- Born: 8 August 1921 Srikakulam, Madras Presidency, British India
- Died: 28 May 2001 (aged 79)
- Citizenship: India
- Education: Andhra Medical College
- Scientific career
- Fields: Pathology
- Workplaces: All India Institute of Medical Sciences, Indian Council of Medical Research, Indian National Science Academy

= Vulimiri Ramalingaswami =

Indian pathologist

Vulimiri Ramalingaswami (8 August 1921 – 28 May 2001) was an Indian medical scientist, pathologist and medical writer. His pioneering research on nutrition got him elected to the National Academy of Sciences, Russian Academy of Medical Sciences and the Royal Society of London.

He was also the director of All India Institute of Medical Sciences and later on director general of Indian Council of Medical Research and President of the Indian National Science Academy. He was regarded a teacher of international repute in the areas of nutritional deficiency. He has been honoured with Shanti Swarup Bhatnagar Award. by Council of Scientific and Industrial Research in 1967 and Padma Shri in 1969, Padma Bhushan and Padma Vibhushan by Government of India, KK Birla National Award, and Basanti Devi Amirchand Prize (ICMR) in 1966. Leon Bernard Foundation Award was presented to him by Sir Harold Walter, president of the 1976 World Health Assembly.

==Early life==
He was born in a Telugu speaking family in Srikakulam, Andhra Pradesh to V. Gumpaswami and V. Sundaramma. His father was a government servant. He received his medical education from Andhra Medical College, Visakhapatnam and then went on a scholarship to Oxford.

He became the Director of the All India Institute of medical sciences(AIIMS). and served the premier institute for 10 years 1969–1979). He became the Director General of Indian Council of Medical Research, New Delhi. In remembrance of his great service, the Indian Government has decided to name the Indian Council of Medical Research building after him (Ramalingaswami Bhavan). He was also President of the Indian National Science Academy. He was Special Advisor to World Health Organization and President of National Institute of Immunology.
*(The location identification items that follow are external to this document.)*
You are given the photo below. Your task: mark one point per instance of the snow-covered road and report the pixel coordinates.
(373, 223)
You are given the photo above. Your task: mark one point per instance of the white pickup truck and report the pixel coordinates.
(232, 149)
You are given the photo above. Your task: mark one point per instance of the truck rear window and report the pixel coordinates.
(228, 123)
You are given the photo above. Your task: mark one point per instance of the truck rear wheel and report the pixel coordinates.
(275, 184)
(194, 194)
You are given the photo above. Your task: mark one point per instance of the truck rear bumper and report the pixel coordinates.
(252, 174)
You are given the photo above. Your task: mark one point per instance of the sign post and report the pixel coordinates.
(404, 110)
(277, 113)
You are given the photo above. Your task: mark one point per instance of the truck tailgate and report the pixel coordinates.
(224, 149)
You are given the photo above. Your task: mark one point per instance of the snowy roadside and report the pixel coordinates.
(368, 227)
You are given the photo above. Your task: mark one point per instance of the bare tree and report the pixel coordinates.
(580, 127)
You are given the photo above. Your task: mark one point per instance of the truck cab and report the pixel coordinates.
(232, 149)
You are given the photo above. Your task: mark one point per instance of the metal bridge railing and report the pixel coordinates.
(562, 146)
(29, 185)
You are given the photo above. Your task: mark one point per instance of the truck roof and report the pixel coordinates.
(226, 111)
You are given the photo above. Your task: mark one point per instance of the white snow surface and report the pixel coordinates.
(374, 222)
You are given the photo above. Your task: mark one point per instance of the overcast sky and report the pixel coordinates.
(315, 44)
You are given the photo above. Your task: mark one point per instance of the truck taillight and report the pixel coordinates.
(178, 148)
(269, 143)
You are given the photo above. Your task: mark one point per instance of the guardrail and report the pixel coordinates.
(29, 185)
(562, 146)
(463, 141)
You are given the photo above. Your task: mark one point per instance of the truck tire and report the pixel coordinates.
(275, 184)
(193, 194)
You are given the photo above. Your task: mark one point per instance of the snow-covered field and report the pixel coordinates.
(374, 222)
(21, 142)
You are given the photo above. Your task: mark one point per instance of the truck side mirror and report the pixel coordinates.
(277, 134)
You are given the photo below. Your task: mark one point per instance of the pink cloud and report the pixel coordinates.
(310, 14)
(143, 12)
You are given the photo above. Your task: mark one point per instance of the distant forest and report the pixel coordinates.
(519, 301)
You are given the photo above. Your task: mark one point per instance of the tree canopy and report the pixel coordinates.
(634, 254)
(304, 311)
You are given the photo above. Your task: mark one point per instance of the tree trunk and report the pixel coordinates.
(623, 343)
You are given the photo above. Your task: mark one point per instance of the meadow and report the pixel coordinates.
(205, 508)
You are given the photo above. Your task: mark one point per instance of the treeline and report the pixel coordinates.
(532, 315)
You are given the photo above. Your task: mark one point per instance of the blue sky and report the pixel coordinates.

He has served as Chair of the International Task Force on Health Research for Development in Geneva (1990–93). He was Secretary-General of the International Conference on Nutrition, in Rome in December 1992. He was appointed to the Board of Governors of the International Development Research Centre (IDRC), Canada in 1999.

==Fellowships==
- Indian Academy of Sciences.
- Indian National Science Academy.
- National Academy of Medical Sciences.
- National Academy of Sciences, USA^{7}.
- Royal College of Pathologists (London), UK.
- Royal College of Physicians, UK.
- Russian Academy of Medical Sciences
- Royal Society of London, March 1986

==Selected publications==
1. Ramalingaswami, V. (1948). "Infantile pellagra; report on five cases"
2. Ramalingaswami, V. (1953). "The relation of deficiencies of vitamin a and of essential fatty acids to follicular hyperkeratosis in the rat"
3. Ramalingaswami, V., Sriramachari, S., and Patwardhan, V. N., Ind. J. Med. Sci., 8, 433 (1954).
4. Ramalingaswami, V. (1955). "Ocular structure in vitamin a deficiency in the monkey"
5. Ramalingaswami, V. (1961). "The aetiology of Himalayan endemic goitre"
6. Ramalingaswami, V. (1964). "Perspectives in Protein Malnutrition"
7. Ramalingaswami, V. (1969). "Interface of protein nutrition and medicine in the tropics"
8. Ramalingaswami, V. (1970). "Liver disease in India"
9. Ramalingaswami, V. (1973). "Endemic goiter in Southeast Asia. New clothes on an old body"
10. Ramalingaswami, V. (1977). "Knowledge and action in the control of vitamin a deficiency"
11. Ramalingaswami, V. (1988). "Waterborne Non-A, Non-B Hepatitis"
12. V. Ramalingaswami, Prevention of Micronutrient Deficiencies: Tools for Policymakers and Public Health Workers, The National Academies Press (1998).
13. V. Ramalingaswami, The Public health imperative of permanent elimination of iodine deficiency, 2000.